Al hecho ya suficientemente siniestro de este desinterés por parte de las administraciones se suma el menosprecio que las entidades culturales de la tribu siempre han tenido por la casta del pensar. Lo demuestran hecho como que Òmnium todavía no haya dedicado ni un solo Premi d’Honor a un pensador del país (en el caso de nombres como el traspasado Lluís Duch o los todavía vivísimos Xavier Rubert de Ventós, Pere Lluís Font o el propio Arnau Puig la cosa es de escándalo) o que archivos como los de nuestro Francesc Pujols se empiecen ahora a estudiar científicamente, como así merece el genio de Martorell. Todo esto que os cuento, en un país más pendiente de si Albert Rivera se queda sin amigos y en que el debate cultural se dirime entre si a uno le gusta más la coca de llardons o con crema, deben parecer cosas menores. Pero chotearse del pensamiento crítico con esta falta de tacto, creedme, al final tiene consecuencias dramáticas.

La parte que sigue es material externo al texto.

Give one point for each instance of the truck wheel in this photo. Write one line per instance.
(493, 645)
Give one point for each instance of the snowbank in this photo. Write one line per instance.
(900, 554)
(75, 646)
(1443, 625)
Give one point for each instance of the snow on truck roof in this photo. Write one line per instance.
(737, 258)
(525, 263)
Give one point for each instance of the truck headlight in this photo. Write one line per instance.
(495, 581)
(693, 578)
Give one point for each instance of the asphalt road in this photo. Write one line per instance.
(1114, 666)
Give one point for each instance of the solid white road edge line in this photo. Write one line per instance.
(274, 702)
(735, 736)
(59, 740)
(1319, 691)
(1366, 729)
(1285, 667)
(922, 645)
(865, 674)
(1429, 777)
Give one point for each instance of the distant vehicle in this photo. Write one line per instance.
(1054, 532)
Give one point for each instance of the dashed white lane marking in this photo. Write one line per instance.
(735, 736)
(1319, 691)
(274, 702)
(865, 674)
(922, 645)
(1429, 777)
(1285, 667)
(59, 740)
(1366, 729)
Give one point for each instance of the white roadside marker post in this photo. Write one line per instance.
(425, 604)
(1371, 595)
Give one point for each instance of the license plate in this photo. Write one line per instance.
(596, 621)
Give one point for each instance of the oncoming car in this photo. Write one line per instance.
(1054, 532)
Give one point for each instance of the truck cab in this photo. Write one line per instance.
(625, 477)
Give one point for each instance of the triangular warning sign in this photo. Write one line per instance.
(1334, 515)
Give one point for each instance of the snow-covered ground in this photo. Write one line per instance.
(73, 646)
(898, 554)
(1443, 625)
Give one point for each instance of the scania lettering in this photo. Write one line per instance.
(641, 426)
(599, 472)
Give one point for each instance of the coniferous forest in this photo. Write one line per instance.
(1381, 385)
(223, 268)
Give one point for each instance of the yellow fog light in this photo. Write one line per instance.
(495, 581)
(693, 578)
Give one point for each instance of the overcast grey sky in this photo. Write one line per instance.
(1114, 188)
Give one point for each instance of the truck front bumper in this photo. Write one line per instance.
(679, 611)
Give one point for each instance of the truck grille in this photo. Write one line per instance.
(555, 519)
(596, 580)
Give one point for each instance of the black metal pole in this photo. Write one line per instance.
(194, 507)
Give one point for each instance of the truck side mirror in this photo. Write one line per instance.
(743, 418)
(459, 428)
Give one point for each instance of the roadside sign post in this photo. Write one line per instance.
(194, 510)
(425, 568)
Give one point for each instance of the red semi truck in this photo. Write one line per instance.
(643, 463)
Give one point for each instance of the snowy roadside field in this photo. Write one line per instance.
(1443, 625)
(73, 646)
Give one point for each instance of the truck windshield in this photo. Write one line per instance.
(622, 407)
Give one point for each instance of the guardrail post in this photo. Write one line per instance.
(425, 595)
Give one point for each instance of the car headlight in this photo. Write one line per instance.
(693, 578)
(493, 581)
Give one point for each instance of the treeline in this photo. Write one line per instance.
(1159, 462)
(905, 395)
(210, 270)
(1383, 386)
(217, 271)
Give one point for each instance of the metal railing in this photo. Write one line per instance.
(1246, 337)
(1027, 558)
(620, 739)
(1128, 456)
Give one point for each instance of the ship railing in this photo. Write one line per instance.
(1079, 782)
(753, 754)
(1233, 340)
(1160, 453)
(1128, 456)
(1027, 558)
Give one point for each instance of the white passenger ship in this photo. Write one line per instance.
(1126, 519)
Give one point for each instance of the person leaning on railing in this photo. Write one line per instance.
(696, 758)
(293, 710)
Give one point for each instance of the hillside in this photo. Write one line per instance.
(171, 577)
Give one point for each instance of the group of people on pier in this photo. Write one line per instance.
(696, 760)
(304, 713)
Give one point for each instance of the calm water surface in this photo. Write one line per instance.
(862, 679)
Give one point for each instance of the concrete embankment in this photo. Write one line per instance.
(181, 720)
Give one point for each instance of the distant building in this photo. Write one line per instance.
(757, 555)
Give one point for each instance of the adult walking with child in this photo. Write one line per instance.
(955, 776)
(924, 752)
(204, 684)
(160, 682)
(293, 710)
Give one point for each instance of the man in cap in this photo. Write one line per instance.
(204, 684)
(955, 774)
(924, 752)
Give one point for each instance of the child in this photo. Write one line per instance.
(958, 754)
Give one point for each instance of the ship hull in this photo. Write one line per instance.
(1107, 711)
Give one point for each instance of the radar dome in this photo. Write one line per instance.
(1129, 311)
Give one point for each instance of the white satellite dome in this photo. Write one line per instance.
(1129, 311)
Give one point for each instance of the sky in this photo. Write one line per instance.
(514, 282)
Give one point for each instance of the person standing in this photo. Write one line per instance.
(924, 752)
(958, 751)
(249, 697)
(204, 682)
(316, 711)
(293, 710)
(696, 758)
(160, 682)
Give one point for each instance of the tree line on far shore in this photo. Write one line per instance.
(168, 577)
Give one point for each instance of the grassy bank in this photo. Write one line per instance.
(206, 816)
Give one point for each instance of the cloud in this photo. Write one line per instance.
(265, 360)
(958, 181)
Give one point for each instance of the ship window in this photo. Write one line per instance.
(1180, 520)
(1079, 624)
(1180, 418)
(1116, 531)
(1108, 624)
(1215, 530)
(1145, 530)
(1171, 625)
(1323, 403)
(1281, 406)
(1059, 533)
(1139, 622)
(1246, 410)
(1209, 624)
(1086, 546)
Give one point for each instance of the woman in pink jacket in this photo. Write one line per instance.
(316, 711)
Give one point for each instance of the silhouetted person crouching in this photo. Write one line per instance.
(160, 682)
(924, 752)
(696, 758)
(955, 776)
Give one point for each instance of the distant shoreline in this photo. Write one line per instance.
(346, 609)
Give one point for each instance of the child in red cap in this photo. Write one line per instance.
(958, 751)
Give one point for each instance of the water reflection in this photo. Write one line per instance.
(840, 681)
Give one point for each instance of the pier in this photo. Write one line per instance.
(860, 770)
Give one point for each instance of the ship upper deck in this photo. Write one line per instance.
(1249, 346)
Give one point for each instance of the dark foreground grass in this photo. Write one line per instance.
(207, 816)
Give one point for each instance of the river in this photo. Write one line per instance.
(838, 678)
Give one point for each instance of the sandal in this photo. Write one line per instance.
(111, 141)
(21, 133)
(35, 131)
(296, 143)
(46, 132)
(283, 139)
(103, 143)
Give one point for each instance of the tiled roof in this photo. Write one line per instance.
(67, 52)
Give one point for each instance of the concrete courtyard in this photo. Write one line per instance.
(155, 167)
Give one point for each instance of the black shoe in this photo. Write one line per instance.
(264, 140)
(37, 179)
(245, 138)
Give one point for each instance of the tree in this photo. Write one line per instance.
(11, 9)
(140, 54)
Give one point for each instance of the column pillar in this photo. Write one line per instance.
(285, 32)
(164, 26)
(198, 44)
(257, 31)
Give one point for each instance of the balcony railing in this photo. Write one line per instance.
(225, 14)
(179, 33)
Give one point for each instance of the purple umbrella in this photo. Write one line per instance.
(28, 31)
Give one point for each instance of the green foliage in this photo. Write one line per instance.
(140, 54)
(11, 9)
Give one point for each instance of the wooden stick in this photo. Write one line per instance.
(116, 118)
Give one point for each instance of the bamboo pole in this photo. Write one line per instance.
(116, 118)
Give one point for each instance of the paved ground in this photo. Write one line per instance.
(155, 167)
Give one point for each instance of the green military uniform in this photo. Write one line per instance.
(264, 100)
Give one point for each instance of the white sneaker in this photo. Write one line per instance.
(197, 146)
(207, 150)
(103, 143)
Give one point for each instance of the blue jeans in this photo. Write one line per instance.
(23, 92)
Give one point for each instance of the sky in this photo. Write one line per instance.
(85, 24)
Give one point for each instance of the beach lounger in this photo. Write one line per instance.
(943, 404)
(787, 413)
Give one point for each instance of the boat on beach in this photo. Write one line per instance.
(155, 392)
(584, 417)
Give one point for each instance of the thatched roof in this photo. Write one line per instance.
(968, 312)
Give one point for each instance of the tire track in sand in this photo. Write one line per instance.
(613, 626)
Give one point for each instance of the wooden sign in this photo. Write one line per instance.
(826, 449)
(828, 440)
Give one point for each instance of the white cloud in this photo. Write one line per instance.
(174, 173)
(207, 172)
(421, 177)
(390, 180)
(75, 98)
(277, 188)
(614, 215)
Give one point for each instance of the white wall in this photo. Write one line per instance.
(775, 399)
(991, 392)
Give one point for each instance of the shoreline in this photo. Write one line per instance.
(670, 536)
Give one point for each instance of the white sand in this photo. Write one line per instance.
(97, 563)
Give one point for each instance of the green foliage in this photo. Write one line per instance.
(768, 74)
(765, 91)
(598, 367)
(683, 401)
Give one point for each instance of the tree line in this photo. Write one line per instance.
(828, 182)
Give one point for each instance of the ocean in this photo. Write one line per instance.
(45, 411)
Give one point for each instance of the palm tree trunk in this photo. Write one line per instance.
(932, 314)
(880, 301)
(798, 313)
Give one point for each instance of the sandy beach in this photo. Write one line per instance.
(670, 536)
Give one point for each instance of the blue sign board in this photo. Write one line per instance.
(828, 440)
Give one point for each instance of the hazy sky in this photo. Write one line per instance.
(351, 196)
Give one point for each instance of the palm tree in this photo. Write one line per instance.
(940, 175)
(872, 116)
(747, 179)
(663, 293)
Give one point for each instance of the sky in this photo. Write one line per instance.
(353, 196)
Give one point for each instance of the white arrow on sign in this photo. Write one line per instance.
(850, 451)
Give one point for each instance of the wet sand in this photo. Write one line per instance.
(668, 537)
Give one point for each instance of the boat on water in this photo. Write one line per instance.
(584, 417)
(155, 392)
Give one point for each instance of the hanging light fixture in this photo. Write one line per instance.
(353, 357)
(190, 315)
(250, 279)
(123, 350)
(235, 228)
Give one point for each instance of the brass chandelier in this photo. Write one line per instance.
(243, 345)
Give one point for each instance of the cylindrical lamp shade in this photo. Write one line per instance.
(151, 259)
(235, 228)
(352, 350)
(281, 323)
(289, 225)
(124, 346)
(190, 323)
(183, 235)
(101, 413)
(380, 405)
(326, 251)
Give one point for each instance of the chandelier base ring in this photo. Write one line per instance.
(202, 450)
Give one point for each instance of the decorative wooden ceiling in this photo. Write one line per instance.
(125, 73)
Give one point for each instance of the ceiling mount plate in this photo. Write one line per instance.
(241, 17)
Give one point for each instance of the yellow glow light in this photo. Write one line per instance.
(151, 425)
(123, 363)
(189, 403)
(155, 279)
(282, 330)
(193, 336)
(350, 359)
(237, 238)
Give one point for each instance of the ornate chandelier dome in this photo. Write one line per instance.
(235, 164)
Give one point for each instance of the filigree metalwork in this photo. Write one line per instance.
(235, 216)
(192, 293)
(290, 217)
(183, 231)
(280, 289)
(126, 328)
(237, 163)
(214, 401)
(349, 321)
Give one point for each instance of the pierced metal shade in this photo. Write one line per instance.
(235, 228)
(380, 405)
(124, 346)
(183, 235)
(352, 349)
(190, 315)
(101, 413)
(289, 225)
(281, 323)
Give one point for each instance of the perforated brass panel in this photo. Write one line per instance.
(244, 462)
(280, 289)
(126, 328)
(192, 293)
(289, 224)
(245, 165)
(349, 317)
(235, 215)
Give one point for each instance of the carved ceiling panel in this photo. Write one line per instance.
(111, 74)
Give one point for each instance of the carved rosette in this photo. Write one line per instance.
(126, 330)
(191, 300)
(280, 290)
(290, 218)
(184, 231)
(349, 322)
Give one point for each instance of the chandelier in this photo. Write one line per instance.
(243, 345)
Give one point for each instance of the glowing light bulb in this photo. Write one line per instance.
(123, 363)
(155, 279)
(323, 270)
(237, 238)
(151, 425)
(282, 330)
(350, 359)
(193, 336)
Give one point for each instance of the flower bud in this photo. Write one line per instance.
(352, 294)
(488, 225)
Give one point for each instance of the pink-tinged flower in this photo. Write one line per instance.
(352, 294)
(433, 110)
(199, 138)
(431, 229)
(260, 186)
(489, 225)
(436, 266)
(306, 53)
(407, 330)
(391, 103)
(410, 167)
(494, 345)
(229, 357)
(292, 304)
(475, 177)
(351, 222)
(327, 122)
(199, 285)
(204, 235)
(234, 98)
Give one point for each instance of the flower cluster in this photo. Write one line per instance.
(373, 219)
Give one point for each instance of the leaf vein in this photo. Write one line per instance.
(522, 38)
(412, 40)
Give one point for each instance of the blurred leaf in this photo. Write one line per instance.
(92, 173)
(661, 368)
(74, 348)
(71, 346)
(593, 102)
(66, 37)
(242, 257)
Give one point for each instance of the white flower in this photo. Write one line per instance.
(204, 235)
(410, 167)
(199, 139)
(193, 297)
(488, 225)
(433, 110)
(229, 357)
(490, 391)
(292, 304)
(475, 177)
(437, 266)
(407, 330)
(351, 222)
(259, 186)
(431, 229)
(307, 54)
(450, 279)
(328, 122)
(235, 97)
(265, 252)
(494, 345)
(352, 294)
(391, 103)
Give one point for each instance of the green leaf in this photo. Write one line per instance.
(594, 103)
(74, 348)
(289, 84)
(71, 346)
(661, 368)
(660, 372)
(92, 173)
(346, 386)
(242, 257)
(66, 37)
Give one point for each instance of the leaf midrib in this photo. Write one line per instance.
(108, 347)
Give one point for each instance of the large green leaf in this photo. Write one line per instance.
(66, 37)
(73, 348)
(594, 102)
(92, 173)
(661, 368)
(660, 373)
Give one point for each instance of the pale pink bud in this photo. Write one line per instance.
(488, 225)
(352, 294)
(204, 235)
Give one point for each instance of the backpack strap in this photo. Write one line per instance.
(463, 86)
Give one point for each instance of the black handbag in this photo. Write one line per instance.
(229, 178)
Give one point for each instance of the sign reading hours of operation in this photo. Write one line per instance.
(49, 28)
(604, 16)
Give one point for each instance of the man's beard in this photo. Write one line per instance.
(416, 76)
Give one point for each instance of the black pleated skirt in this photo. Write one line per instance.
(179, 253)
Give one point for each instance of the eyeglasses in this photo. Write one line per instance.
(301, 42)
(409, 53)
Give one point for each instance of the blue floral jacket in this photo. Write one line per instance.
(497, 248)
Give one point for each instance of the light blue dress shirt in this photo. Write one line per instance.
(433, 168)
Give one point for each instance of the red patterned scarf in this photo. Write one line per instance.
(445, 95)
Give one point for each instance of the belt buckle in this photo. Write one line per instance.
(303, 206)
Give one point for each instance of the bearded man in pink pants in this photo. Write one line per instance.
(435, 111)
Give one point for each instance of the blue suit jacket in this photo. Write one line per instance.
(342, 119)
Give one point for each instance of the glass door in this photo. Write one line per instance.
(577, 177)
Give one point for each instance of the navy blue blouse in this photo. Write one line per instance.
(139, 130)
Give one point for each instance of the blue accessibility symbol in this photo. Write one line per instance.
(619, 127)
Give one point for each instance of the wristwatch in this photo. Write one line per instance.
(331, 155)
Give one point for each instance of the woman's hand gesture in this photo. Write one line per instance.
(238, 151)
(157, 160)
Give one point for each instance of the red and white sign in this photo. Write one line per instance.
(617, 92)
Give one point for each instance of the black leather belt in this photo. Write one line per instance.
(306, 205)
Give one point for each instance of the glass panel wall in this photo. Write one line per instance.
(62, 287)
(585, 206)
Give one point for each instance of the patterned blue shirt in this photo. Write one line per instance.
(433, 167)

Arnau Puig siempre ha demostrado una enorme generosidad por el país y hacia los pensadores que nos hemos acercado a él para robarle un poco de sabiduría. Parecía que esto de tener un presidente diletante-humanista y una consellera catedrática nos había de regalar alguna que otra buena noticia en el ámbito cultural, pero cosas como estas te demuestran que, simplemente, en este país todo el mundo se pone la cultura en la boca pero nadie mueve el culo para salvarla. ¿De verdad no hay una sola biblioteca pública, escuela o museo que pueda acoger este legado tan importante? Bien, lo peor de todo es que a estas patrañas uno ya se acostumbra sin entristecerse, porque te acabas acostumbrando a todo. Perdónalos, Arnau, porque saben perfectamente lo que hacen. Y no te cabrees mucho, maestro, que te necesitamos muchos siglos más.